At ASCO, Eli Lilly, Genfleet Therapeutics and InxMed all presented new clinical data on KRAS G12C inhibitors in non-small cell lung cancer (NSCLC), going after the same mutation and indication as Amgen’s Lumakras (sotorasib) and Bristol-Myers Squibb’s Krazati (adagrasib) which were both launched in 2022.

Lilly’s olomorasib, Genfleet’s fulzerasib, and InxMed’s garsorasib were all tested in combination with other drugs in the clinical trials, hoping to improve on the two approved therapies, which are both labelled as second-line monotherapies for KRAS G12C NSCLC and in clinical testing for first-line use.

Olomorasib was put through its paces in combination with MSD’s PD-1 inhibitor Keytruda (pembrolizumab) in the phase 1/2 LOXO-RAS-20001 study, which included 17 previously untreated patients.
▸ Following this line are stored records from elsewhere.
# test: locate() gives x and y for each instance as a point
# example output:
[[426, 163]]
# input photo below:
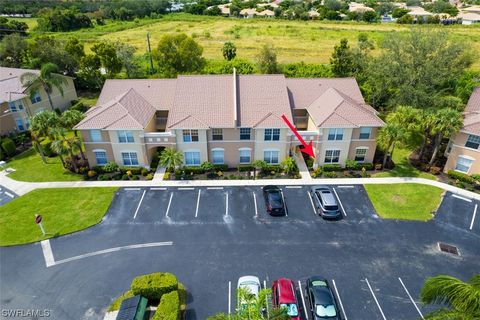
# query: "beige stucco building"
[[17, 106], [463, 148], [229, 119]]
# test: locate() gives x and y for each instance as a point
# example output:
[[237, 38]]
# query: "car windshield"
[[292, 309], [325, 311]]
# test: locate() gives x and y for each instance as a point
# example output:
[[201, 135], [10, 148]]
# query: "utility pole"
[[150, 53]]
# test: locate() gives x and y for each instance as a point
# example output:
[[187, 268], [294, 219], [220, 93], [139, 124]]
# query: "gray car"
[[325, 202]]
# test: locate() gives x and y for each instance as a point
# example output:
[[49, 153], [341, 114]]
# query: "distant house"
[[463, 150], [17, 106]]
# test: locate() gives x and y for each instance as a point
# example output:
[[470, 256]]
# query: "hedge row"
[[154, 285]]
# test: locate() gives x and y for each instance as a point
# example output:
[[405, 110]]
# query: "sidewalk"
[[21, 188]]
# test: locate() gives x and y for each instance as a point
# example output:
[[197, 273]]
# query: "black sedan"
[[321, 300], [274, 200]]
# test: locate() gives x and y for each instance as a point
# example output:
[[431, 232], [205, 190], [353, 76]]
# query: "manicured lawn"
[[405, 201], [403, 168], [30, 167], [64, 211]]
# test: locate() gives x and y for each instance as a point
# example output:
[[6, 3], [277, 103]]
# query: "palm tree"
[[461, 300], [445, 123], [47, 79], [171, 158]]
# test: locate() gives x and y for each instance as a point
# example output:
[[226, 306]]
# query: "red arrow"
[[307, 148]]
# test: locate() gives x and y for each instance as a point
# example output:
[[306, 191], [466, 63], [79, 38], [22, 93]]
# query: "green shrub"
[[9, 147], [332, 167], [154, 285], [169, 307], [461, 176], [110, 167]]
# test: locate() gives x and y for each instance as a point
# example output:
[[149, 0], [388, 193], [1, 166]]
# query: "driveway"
[[210, 236]]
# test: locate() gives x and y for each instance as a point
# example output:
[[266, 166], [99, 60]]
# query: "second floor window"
[[125, 136], [335, 134], [473, 141], [217, 134], [272, 134], [244, 133], [190, 135]]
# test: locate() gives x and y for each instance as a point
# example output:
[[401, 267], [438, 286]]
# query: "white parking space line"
[[139, 204], [198, 202], [376, 301], [303, 299], [462, 198], [339, 300], [255, 202], [311, 201], [229, 297], [47, 253], [169, 203], [340, 202], [473, 217], [411, 299]]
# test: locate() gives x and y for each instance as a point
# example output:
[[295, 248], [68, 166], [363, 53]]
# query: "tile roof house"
[[463, 150], [229, 119]]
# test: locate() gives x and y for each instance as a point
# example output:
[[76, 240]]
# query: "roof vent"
[[448, 248]]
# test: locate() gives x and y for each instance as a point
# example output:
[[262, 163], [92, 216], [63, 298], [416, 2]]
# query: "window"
[[130, 158], [332, 156], [101, 157], [35, 98], [365, 133], [217, 134], [245, 156], [244, 133], [95, 136], [360, 154], [270, 157], [190, 135], [463, 164], [19, 123], [125, 136], [192, 158], [473, 141], [217, 156], [272, 134], [335, 134]]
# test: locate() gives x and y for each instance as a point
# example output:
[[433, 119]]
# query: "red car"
[[283, 292]]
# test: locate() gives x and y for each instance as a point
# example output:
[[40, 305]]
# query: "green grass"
[[403, 168], [64, 210], [30, 167], [405, 201]]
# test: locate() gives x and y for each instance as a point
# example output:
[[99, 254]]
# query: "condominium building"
[[17, 105], [229, 119]]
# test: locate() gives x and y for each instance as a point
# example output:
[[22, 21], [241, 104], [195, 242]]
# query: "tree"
[[171, 158], [178, 54], [459, 300], [445, 123], [107, 54], [13, 51], [48, 79], [229, 51], [267, 60]]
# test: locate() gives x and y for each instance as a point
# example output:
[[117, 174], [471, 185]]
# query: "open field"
[[309, 41]]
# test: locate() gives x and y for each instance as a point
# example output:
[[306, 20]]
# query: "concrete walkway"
[[21, 188]]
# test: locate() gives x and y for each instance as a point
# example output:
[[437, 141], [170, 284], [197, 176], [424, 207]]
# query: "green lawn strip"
[[30, 167], [64, 210], [405, 201]]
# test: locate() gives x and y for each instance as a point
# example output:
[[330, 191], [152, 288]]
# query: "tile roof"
[[471, 121], [127, 111]]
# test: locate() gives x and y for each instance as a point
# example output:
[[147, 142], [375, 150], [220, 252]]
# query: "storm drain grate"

The olomarisib/Keytruda regimen shrank tumours in 13 patients, giving it an overall response rate (ORR) of 77%, with median progression-free survival (PFS) not reached at the data cut-off point.

A larger phase 3 trial called SUNRAY-01 comparing olomorasib/Keytruda to Keytruda plus chemotherapy in first-line NSCLC, is currently enrolling.

Genfleet’s drug meanwhile was combined with Eli Lilly’s anti-EGFR-antibody Erbitux (cetuximab) in the phase 2 KROCUS study, which enrolled 40 previously untreated KRAS G12C-mutated NSCLC patients, mostly with advanced disease and around a third with tumours that had spread to the brain.

Out of 33 patients who had received at least one post-treatment tumour assessment at the data cut-off, the investigator-assessed ORR was 81.8% with a disease control rate (DCR) including stabilised disease of 100%. The ORR among patients with brain metastasis was 70%.

In April, the FDA gave the go-ahead for Genfleet to start a phase 3 trial of its drug as a second-line monotherapy for refractory metastatic colorectal cancer (CRC), the first late-stage study of a KRAS G12C inhibitor in this indication.

InxMed meanwhile made its case for garsorasib in a phase 1b/2 study which looked at the combination of the KRAS G12C inhibitor with ifebemtinib, its experimental FAK inhibitor, in 31 evaluable patients. The company said preclinical data suggests the combination has synergistic anticancer effects in KRAS G12C-mutated cancers.

The combination was associated with an ORR of 90.3%, consisting of 28 partial responses, with two stabilised cases giving a DCR of 96.8%.

KRAS G12C is the most common form of KRAS mutation in lung cancer, and other companies developing inhibitors of this target include Roche/Genentech, Jacobio Pharma, and Innovent Biologics, amongst others. Latterly, attention has also turned to another mutation – KRAS G12D – which is found more commonly in other diseases like pancreatic and colorectal cancers.